This set of marker genes is filtered down to include only the genes that are highly expressed in the soup, controlled by the soupQuantile parameter. Genes highly expressed in the soup provide a more precise estimate of the contamination fraction.
The pruning of implausible clusters is based on a call to estimateNonExpressingCells. The parameters maximumContamination=max(contaminationRange) and rhoMaxFDR are passed to this function. The defaults set here are calibrated to aggressively prune anything that has even the weakest of evidence that it is genuinely expressed.
For each cluster/gene pair the posterior distribution of the contamination fraction is calculated (based on gamma prior, controlled by priorRho and priorRhoStdDev).

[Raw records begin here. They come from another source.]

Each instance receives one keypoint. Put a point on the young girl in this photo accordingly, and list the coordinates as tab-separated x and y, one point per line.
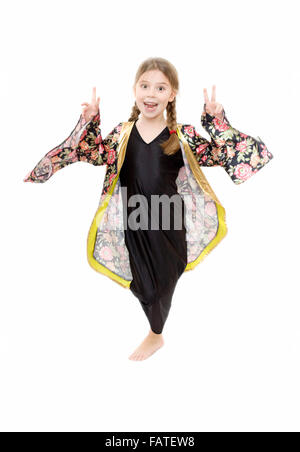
147	158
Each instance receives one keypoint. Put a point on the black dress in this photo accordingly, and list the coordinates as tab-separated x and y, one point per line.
157	251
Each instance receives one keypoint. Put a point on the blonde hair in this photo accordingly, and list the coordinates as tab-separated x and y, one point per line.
172	145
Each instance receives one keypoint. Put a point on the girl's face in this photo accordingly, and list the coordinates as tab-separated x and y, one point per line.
153	87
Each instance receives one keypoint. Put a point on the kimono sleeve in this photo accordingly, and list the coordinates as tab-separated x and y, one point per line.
84	144
238	153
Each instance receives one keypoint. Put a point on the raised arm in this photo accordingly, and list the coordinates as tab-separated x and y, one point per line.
84	144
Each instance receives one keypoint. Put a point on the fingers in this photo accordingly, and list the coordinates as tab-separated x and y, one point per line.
206	99
94	95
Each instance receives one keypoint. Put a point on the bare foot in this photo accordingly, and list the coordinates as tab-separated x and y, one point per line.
149	345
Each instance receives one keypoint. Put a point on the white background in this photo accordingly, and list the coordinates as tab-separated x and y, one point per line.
231	355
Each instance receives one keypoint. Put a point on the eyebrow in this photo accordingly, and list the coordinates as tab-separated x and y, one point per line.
159	83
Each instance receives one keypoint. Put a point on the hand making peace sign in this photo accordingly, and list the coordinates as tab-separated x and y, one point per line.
91	109
211	106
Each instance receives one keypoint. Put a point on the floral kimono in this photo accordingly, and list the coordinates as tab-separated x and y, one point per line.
238	153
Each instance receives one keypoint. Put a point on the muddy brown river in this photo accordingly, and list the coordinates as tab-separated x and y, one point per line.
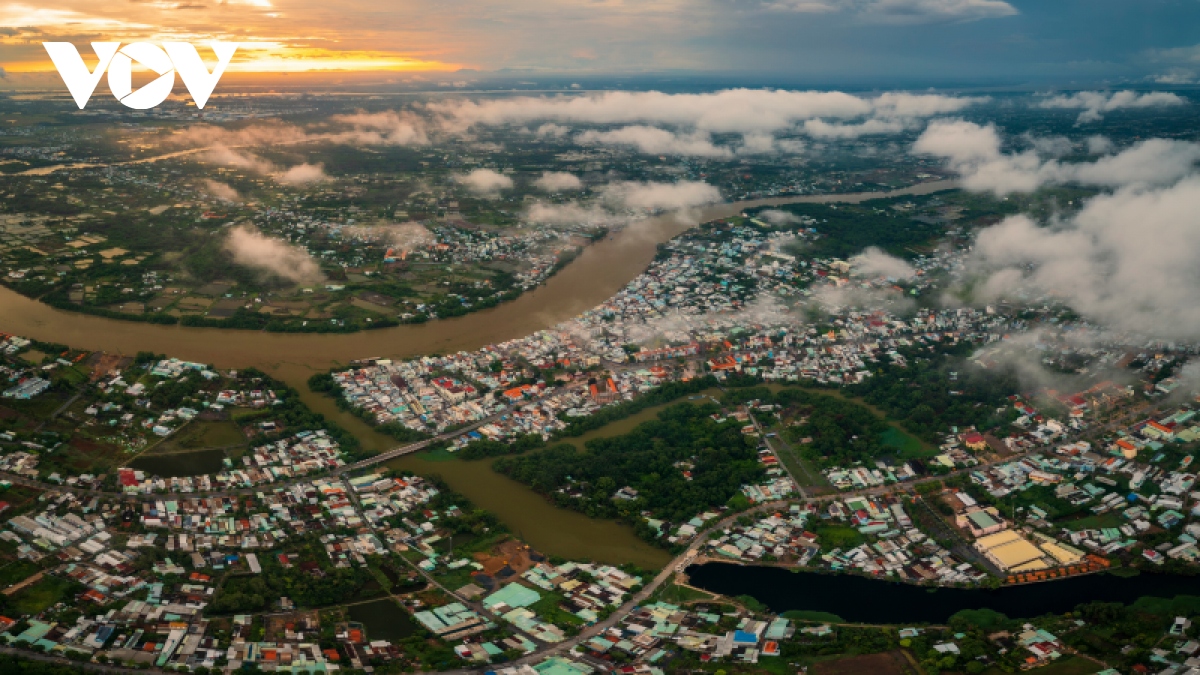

These posterior distributions are aggregated to produce a final estimate of the contamination fraction. The logic behind this is that estimates from clusters that truly estimate the contamination fraction will cluster around the true value, while erroneous estimates will be spread out across the range (0,1) without a 'preferred value'. The most probable value of the contamination fraction is then taken as the final global contamination fraction.
Value
A modified SoupChannel object where the global contamination rate has been set. Information about the estimation is also stored in the slot fit
Note
This function assumes that the channel contains multiple distinct cell types with different marker genes. If you try and run it on a channel with very homogenous cells (e.g. a cell line, flow-sorted cells), you will likely get a warning, an error, and/or an extremely high contamination estimate. In such circumstances your best option is usually to manually set the contamination to something reasonable.
See Also
quickMarkers
Examples
#Use less specific markers scToy = autoEstCont(scToy,tfidfMin=0.8) #Allow large contamination fractions to be allocated scToy = autoEstCont(scToy,forceAccept=TRUE) #Be quiet scToy = autoEstCont(scToy,verbose=FALSE,doPlot=FALSE)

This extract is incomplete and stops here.